Babaannem, İncir Ve Sema Kaygusuz Şiiri ...

A. Esra Yalazan
198

ŞİİR


3

TAKİPÇİ

Ben babaannemi hiç görmedim. Teninin kokusunu, sesinin tabiatın içinde nasıl yankılandığını bilmiyorum. Sonsuza kadar genç kalacak o genç yüzden yayılan yumuşak ışığın şefkatiyle avunmadım hiç. Bazen onu hayallerimde yeniden yaratıyorum. Zayıf bir dal gibi kırılabilen narin parmaklarıyla saçlarımı örerken iyilikle yıkanmış hikâyeler mırıldanıyor. “Neden o kadar acele ettin” diye fısıldıyorum kulağına. Bir çöl haritası gibi dalgalanan geniş alnının altındaki ince kaşlarını çatıp, “böyle soruların bir tane cevabı olmaz ama bak içinde ihtiyar bir kadın yaşatan o genç yazar ne güzel söylemiş, ‘gitmek diye bir şey yok, sadece çağrılmak var’, etkilendin o cümleden değil mi” diye takılıyor bana. “Sen nereden biliyorsun kalbimizi aydınlatan o cümleleri, oradan içimizi görebiliyor musun” diye huysuzlanıyorum. Söylenmeye başlayınca babamın ondan ödünç aldığımı iddia ettiği leylek bacaklarıyla kanatlanıp uçuveriyor...

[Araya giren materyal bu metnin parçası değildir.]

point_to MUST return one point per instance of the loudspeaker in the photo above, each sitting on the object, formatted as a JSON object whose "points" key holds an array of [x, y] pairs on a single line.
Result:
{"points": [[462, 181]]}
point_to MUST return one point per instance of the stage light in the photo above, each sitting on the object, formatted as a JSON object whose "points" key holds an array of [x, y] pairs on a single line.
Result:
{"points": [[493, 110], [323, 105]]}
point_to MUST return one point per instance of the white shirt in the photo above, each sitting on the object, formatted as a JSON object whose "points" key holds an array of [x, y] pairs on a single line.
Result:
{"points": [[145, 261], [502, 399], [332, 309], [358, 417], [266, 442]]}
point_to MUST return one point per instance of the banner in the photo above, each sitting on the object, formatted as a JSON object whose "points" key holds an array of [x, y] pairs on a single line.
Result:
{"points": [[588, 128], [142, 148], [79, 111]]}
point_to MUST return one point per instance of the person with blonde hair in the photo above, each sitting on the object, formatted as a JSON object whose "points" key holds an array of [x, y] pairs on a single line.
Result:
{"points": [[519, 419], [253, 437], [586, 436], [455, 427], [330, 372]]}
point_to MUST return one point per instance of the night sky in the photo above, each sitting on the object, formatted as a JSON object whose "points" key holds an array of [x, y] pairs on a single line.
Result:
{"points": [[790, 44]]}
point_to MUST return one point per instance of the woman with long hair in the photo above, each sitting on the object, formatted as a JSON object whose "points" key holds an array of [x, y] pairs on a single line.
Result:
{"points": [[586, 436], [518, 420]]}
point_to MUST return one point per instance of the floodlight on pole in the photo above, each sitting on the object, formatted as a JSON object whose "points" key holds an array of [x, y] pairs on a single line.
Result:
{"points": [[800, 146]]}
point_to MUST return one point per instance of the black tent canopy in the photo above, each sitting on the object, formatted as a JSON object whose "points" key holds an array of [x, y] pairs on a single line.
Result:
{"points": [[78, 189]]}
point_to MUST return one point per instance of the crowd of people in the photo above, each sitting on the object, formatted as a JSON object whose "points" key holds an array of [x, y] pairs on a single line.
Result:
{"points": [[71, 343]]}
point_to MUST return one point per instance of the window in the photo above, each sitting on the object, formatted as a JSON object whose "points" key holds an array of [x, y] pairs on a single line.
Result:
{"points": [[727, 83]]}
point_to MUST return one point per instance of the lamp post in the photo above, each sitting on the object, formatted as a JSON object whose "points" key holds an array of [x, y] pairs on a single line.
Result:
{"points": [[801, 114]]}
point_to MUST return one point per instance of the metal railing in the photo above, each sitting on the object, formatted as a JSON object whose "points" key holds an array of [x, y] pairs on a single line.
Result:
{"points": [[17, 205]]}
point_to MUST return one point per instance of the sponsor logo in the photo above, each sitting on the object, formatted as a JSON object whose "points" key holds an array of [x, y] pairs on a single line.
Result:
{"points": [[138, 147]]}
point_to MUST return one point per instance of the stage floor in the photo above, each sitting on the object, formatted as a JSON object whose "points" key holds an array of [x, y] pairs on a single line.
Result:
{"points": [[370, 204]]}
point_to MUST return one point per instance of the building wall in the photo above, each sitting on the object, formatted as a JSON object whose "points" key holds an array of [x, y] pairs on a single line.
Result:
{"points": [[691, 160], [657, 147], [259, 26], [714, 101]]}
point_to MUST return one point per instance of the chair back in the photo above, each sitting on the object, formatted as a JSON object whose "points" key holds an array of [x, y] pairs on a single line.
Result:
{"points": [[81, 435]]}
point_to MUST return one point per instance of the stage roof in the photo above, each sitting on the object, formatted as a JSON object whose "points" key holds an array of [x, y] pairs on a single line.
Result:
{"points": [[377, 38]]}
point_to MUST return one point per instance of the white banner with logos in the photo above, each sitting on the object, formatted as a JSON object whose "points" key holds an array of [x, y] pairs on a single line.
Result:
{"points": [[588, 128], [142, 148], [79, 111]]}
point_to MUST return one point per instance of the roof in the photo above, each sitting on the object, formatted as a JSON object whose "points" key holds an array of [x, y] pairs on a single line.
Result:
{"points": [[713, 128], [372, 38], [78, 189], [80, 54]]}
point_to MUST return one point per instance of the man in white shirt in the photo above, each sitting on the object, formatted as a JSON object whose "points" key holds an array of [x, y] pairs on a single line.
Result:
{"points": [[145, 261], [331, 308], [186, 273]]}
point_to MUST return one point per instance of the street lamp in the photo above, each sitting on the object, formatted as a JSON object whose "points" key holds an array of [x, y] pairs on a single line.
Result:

Babam onu Ereğli’deki çiftliğe yolcularken “çocuklar gibi ağaçların tepesine tırmandığını biliyorum. Yapma sakın, bırak başkaları toplasın meyveleri” demiş. Arada onu ziyarete gittiğinde ağaçtan kendi elleriyle incir toplayıp babama yediriyormuş. Babam onu “öleceksin, neden bunu yapıyorsun” diye uyarmış. Sonra bir gün askerdeyken çağırmışlar. “Annen incir ağacından düştü” demiş telefondaki o kırık ses. İçinden çıktığı kadına kavuşuncaya kadar onu yeryüzünde yalnız bırakıp gitmemesi için yolda bildiği bütün duaları etmiş. Babam bu hikâyeyi hep aynı basit sözcüklerle anlatır. “Ben gidene kadar bekledi. Elimi tuttu, gözlerini açıp yüzüme baktı, derin bir nefes aldı ve gözlerini kapadı.” Bütün meyveleri kimsesiz çocukları okşar gibi seven babamın neden inciri sevmediğini bilmiyordum. Önce ‘zehirli ağacın’ hikâyesini öğrendim, sonra içinden şehvet akıtan o mor meyveyle barışmasına tanık oldum. Ve sonunda ben de derin bir nefes aldım. “Çok şükür, o kendi tanrısını affetti” dedim. Hayata devam edebilmenin unutmakla ilgili değil bağışlamakla ilgili olduğunu eğilip bükülmeye başlayan sezgilerimle keşfetmiştim çünkü.